Les spécificités de Brut se retrouvent également dans la composition de ces équipes. La rédaction respecte la parité, la moyenne d’âge est de 27 ans, on ne retrouve pas moins de 16 nationalités dans leurs locaux. Un média moderne donc, proche des jeunes et très international, ce qui lui donne donc une grande richesse et explique ses velléités d’expansion mondiales.

Brut s’étend à l’échelle planétaire. Présent en Europe, en Amérique du Nord, en Amérique du Sud et en Asie, Brut est le plus gros webmédia de langue anglaise.

La vision hors norme de Guillaume Lacroix

« Je déteste Twitter car je suis contre l’anonymat des posts […] Ce n’est pas un endroit de conversations ! ». Guillaume Lacroix exprime ainsi une vision singulière sur l’un des plus grands réseaux sociaux de notre époque et confirme « la conversation » comme maitre de mot chez Brut.   

Pour lui, les open platforms comme Facebook, Twitter et Youtube sont, malgré elles, la cause de la propagation des fakes news et des théories du complot en tout genre. Il met ainsi en avant la vérification des informations par au moins trois personnes chez Brut avant toute diffusion.
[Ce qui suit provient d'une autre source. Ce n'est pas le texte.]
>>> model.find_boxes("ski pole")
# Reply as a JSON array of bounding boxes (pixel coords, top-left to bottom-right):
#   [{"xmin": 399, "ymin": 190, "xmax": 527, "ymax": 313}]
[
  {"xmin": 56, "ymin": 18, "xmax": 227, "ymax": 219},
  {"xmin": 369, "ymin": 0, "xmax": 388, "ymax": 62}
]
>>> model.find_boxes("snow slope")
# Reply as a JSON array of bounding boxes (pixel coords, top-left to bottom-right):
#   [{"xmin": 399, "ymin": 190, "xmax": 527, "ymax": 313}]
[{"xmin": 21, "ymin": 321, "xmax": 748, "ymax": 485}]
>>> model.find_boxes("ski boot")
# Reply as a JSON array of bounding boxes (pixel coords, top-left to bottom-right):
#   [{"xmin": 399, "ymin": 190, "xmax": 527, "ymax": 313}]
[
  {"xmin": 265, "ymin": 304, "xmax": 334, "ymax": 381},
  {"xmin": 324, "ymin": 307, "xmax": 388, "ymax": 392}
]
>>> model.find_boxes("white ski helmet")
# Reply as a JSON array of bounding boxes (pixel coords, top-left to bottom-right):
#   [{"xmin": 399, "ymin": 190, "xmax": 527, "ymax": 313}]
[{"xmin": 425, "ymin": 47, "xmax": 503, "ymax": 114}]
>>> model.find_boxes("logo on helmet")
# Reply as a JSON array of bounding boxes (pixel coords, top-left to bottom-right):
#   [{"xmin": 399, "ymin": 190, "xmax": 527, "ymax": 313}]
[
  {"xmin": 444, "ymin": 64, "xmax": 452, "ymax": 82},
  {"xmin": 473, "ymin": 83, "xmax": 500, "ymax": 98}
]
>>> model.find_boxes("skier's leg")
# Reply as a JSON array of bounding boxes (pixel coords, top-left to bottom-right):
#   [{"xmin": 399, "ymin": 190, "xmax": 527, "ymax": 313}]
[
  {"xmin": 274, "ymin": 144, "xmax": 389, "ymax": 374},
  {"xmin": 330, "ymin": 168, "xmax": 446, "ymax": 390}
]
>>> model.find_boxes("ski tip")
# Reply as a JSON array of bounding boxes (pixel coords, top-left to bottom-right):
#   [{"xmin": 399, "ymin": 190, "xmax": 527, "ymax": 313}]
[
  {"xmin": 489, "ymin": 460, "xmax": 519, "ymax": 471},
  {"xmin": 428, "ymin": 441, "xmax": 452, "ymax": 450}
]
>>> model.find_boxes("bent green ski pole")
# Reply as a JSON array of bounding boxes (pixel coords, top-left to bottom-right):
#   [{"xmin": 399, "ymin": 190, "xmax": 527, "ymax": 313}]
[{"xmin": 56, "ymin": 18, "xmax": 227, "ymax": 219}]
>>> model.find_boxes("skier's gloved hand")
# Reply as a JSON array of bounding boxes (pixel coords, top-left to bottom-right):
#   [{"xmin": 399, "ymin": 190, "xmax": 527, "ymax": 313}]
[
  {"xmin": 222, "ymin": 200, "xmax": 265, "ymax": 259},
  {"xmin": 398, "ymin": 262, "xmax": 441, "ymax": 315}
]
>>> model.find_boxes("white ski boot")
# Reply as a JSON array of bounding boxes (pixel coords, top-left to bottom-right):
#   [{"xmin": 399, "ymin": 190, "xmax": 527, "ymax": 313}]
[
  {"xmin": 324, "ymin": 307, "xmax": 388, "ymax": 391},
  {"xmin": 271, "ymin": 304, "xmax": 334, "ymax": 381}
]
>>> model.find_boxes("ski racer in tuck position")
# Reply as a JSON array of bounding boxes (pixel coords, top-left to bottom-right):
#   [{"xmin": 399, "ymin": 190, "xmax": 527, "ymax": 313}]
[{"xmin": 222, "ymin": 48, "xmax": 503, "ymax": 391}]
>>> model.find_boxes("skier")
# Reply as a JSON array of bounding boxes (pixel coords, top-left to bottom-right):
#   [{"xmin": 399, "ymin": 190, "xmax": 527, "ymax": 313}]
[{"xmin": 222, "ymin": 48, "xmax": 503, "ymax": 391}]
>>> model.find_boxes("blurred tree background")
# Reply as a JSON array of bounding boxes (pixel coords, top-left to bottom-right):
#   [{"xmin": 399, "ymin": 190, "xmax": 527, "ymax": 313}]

Guillaume Lacroix considère que ces open platforms, seront régulées par les nouvelles générations. Il veut ainsi que son média soit moteur dans cette transition en permettant, via la conversation, aux jeunes de lire et comprendre le monde. Un vœu pieux ? Pas du tout, car à chaque vidéo Brut diffusée, on remarque un pic des recherches Google sur le sujet.

Il inscrit Brut dans cette transition, en fournissant aux jeunes, des outils de compréhension car il appréhende lui-même les grands enjeux d’avenir liés au digital. Bientôt, une nouvelle génération de décideurs, rodée aux réseaux sociaux et à l’univers internet dans sa globalité, générera une forte rupture.

En 2019, aux Etats-Unis, les investissements dans les réseaux sociaux ont dépassé les investissements traditionnels. Selon une étude d’Havas, dans les prochaines décennies 87% des marques vont disparaître. Le monde change, Guillaume Lacroix en est conscient et Brut est déjà un média d’avenir.